In den Jura musste ich reisen – und damit meine ich nicht die erdgeschichtliche Periode zwischen Trias und Kreide, als der Archaeopteryx dem Allosaurus Saures gab und sich mit ihm um Stegosaurus-Steaks balgte, keine Zeitreise also, sondern bloss eine mit dem Auto in jene ferne Ecke der Schweiz, die wie eine vergessene Welt sich an den Rand des Landes schmiegt. Allerdings stelle ich mir eine Zeitreise 150 Millionen Jahre in die Vergangenheit nicht viel beschwerlicher vor, als zu Stosszeitennähe mit dem Auto die A1 zwischen Zürich und Bern zu befahren. Ich hasse diese Autobahn. Wie gerne hätte ich den Zug genommen, musste aber in einen so einsamen Zipfel, dass eine Reise mit dem öffentlichen Verkehr unmöglich war.
Doch es gibt ja das Radio. Ich bin ein begeisterter Radiohörer, denn mir gefällt der Gedanke, dass mir jemand Musik vorspielt, die mir gefällt. Natürlich könnte ich meine eigenen CDs in das Gerät im Auto schieben, aber dann wüsste ich ja bereits, was ich zu hören bekäme, noch bevor ich es hörte. Das ist ein bisschen so, wie sich selber zu berühren: nicht dasselbe, wie wenn jemand anderes einen streichelt, oder?

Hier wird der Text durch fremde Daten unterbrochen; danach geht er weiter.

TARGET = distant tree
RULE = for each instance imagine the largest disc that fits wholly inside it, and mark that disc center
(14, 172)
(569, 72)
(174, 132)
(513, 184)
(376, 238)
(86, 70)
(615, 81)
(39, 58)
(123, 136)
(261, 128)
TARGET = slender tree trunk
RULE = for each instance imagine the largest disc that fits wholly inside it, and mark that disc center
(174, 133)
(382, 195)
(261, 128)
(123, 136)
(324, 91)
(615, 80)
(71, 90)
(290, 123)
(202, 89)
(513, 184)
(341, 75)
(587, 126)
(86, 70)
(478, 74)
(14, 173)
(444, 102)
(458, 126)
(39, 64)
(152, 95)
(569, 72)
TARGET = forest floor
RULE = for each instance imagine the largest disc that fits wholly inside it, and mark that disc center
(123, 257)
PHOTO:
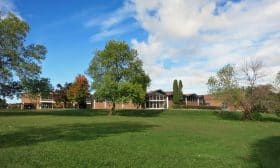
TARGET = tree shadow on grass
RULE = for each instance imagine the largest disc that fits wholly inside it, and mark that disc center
(266, 152)
(225, 115)
(238, 116)
(139, 113)
(69, 132)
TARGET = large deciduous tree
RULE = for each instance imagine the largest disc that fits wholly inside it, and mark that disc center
(79, 91)
(226, 87)
(17, 61)
(37, 88)
(118, 75)
(60, 93)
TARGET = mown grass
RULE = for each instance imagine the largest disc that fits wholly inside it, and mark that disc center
(173, 138)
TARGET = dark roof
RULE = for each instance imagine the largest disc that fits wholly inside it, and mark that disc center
(170, 93)
(159, 90)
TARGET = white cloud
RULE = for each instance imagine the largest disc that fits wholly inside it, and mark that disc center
(109, 23)
(200, 37)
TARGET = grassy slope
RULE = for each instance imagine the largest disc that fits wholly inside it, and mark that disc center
(169, 139)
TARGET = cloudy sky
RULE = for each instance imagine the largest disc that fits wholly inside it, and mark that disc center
(176, 39)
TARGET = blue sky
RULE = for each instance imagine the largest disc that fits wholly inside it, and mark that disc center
(176, 39)
(61, 27)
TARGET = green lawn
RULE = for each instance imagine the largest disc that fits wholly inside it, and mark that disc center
(181, 138)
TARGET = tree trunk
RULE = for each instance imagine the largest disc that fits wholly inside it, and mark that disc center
(112, 111)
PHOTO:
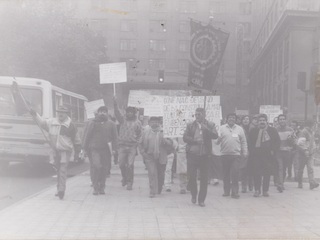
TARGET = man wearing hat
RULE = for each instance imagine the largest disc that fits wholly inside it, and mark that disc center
(129, 137)
(98, 133)
(63, 135)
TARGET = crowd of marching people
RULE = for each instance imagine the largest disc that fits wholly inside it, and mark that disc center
(243, 152)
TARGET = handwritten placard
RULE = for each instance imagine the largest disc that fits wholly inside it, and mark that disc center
(92, 107)
(272, 111)
(177, 112)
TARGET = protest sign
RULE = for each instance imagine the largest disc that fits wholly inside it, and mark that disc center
(177, 112)
(272, 111)
(113, 72)
(138, 98)
(154, 106)
(92, 107)
(213, 110)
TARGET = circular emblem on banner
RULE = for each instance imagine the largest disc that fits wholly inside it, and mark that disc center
(205, 49)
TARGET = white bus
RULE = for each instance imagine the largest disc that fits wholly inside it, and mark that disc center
(21, 140)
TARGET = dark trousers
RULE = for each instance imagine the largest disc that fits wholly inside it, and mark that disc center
(156, 174)
(263, 180)
(230, 174)
(101, 160)
(195, 162)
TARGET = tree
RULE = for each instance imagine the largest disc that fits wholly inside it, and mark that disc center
(43, 41)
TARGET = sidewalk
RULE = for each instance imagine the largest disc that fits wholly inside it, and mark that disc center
(122, 214)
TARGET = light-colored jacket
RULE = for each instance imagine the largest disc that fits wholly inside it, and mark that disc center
(63, 143)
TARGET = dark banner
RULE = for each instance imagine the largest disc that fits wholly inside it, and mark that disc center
(206, 51)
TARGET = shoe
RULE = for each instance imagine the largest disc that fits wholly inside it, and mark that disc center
(256, 194)
(183, 191)
(314, 185)
(279, 188)
(235, 196)
(95, 192)
(61, 194)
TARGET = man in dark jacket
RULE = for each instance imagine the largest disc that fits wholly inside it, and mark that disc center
(97, 135)
(264, 144)
(198, 136)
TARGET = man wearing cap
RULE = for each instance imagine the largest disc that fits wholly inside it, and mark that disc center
(264, 144)
(234, 149)
(129, 136)
(98, 133)
(198, 137)
(63, 135)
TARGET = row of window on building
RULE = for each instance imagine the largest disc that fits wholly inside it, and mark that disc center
(273, 75)
(184, 6)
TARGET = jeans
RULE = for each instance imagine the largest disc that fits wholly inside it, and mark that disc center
(263, 180)
(195, 162)
(156, 175)
(127, 154)
(62, 169)
(101, 160)
(168, 172)
(183, 181)
(284, 159)
(305, 161)
(230, 174)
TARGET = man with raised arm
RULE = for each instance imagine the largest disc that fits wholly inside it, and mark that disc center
(129, 137)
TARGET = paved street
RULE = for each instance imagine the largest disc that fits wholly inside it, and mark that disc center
(21, 180)
(122, 214)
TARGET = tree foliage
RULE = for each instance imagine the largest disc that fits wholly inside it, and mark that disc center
(48, 43)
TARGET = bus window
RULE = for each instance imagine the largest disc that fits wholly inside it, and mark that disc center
(8, 105)
(81, 110)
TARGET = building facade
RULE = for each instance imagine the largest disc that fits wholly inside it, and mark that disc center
(285, 48)
(153, 35)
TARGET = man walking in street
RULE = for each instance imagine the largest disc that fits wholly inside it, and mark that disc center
(306, 149)
(284, 157)
(98, 133)
(198, 136)
(63, 136)
(234, 150)
(264, 143)
(129, 136)
(154, 149)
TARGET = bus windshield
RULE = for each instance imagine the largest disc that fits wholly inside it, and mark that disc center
(8, 106)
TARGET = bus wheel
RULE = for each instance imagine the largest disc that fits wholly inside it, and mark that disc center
(4, 166)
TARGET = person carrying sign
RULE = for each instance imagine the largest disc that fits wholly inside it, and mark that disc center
(63, 135)
(129, 136)
(154, 149)
(98, 133)
(234, 150)
(198, 136)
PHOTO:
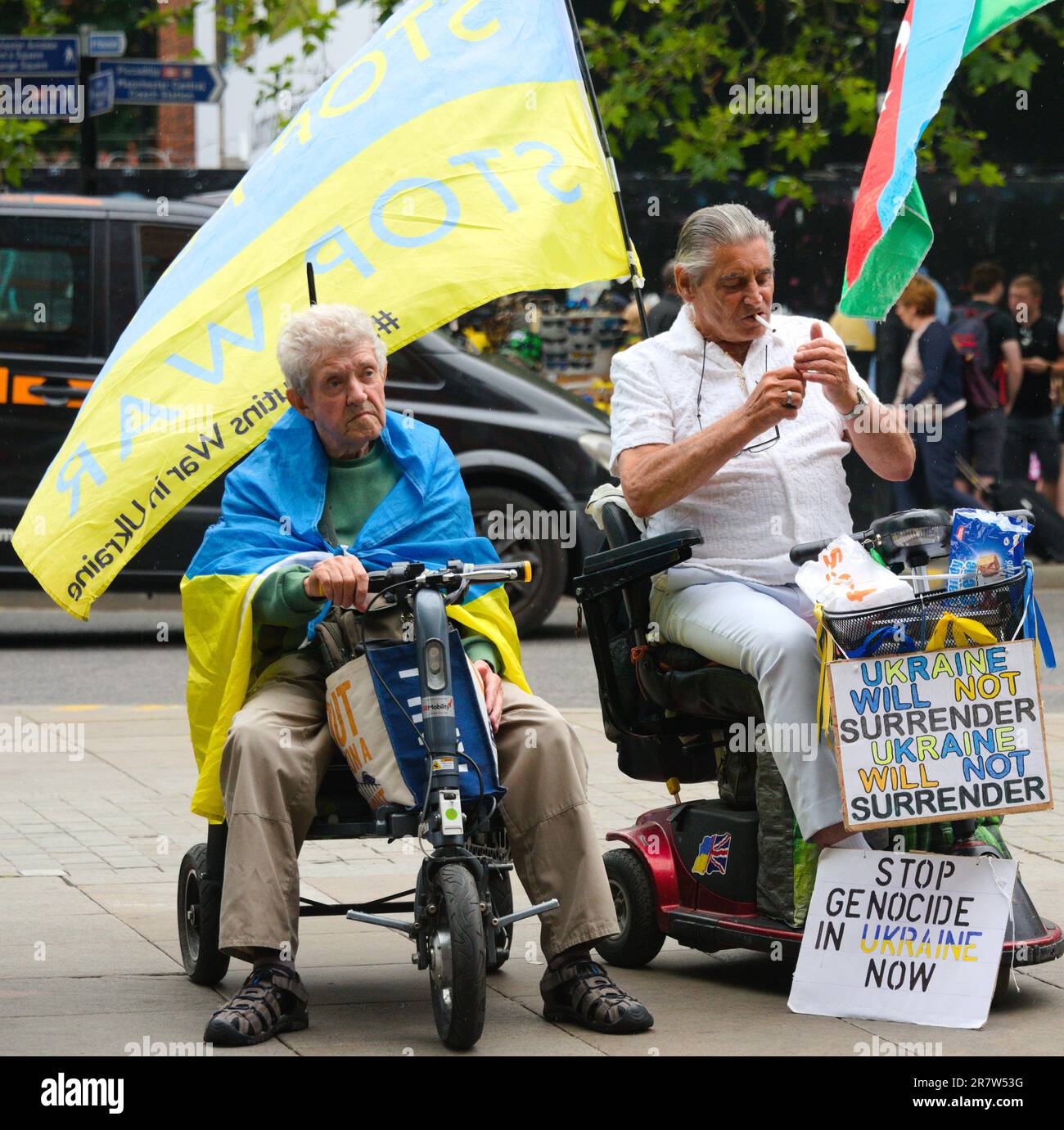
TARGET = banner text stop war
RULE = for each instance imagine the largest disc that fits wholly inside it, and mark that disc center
(498, 189)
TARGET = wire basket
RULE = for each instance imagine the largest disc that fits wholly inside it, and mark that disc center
(895, 629)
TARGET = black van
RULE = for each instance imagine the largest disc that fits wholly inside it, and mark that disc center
(74, 269)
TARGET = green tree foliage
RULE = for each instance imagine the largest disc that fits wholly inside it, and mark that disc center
(665, 73)
(241, 25)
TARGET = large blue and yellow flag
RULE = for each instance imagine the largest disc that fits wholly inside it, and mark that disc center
(451, 160)
(270, 511)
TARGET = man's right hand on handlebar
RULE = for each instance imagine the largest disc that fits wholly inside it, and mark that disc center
(341, 580)
(767, 403)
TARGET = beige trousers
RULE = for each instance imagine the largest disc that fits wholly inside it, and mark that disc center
(276, 755)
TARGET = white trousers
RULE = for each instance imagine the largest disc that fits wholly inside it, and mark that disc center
(768, 632)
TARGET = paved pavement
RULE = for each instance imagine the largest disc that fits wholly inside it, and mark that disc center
(89, 961)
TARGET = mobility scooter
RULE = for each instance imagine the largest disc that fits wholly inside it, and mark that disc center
(462, 904)
(731, 872)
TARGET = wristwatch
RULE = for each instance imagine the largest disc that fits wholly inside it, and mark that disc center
(863, 401)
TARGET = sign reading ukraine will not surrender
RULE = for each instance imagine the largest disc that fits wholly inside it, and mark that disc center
(940, 736)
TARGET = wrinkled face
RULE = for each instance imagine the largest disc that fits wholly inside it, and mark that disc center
(345, 399)
(740, 285)
(1020, 297)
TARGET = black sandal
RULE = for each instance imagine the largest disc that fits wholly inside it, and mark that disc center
(272, 1000)
(583, 993)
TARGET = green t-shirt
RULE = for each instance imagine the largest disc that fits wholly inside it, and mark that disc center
(281, 608)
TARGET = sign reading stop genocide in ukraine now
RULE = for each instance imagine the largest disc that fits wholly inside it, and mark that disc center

Nun ist es so, dass ich mit zunehmendem Alter radiomässig ungeduldiger werde. Wenn mir etwas nicht passt, wechsle ich den Sender. Erschwerend hinzu kommt der Umstand, dass ich unfähig bin, die Sender meines Autoradios zu programmieren – und der Vorbesitzer des Wagens hat bloss drei Sender gespeichert. Ich kann wählen zwischen DRS-1 *, 2 oder 3 («Du musst dich entscheiden»). DRS-1: ein Dudelduett von Francine Jordi & Florian Ast. Schnell Knopf drücken! DRS-2: Geigengejammer. Knopf drücken! DRS-3: Die Reimlexikonrocker von Pegasus. Knopf drücken! Aber bald lande ich wieder bei DRS-3: Justin Bieber. Dann Andreas Bourani. Kommerzkollaps! Dreissig Minuten DRS-3, und man kommt sich vor wie frisch lobotomisiert, auch wenn ich zugeben muss, dass ich nicht weiss, wie es sich anfühlt, frisch lobotomisiert zu sein, sondern mir bloss die Vorstellung davon vorstellen kann.
Bei der Raststätte Grauholz übermannte mich das Grauen, ich hielt es nicht mehr aus, hämmerte auf das Radio ein, löste so unabsichtlich den automatischen Sendersuchlauf aus – und plötzlich lief da ein Song, der meine Ohren wachsen liess zur Grösse von Wiener Schnitzeln. Ich war bei Couleur 3 gelandet, dem welschen Pendant zu DRS-3.
Um es kurz zu machen: Ich hörte in der Folge so viel gute Musik, von der ich nichts gewusst hatte (und ich bilde mir ja ein, diesbezüglich gebildet zu sein), hörte so viel Spannendes, dass ich mich, kaum am Ziel angekommen, bereits wieder auf die Heimfahrt freute. Auch der neunzigminütige Stau als Folge eines Unfalls störte mich nicht die Bohne, im Gegenteil: Ich hörte Couleur 3 und lernte! Zwischen den Songs sprachen Leute zwar in dieser komisch schwurbeligen Sprache, aber das war egal; die Musik war genial.
Als ich abends spät daheim wieder ankam, war ich wie besoffen von der gehörten Musik. Es war, als hätte ich einen neuen Kontinent entdeckt. Ich war geflasht! Ich sagte meiner Frau, kaum war ich zur Wohnungstür hereingestürmt: «Pack die Sachen. Wir ziehen ins Welschland.» Als ich ihren fragenden Blick sah, sagte ich, ich würde ihr während der Fahrt alles erklären. Obwohl ich wusste, dass ich dann nicht reden, sondern Radio hören würde, Couleur 3. Und ja, ich denke: Es muss Liebe sein.
Mit roten Ohren grüsst Max
PS Nur eine von vielen Bands, die ich auf dieser Autofahrt dank Couleur 3 habe kennen lernen dürfen: Juniore mit ihrem Song «Ah bah d’accord», 2019. Dass die Sängerin die Tochter eines Nobelpreisträgers ist, ist aber eine ganz andere Geschichte.
* Ich weiss, es heisst jetzt anders, nicht mehr DRS, sondern Radio SRF glaubs; aber es gibt gewisse Dinge, die zu akzeptieren ich mich weigere. Renitenz ist einer der Reize des Alterns.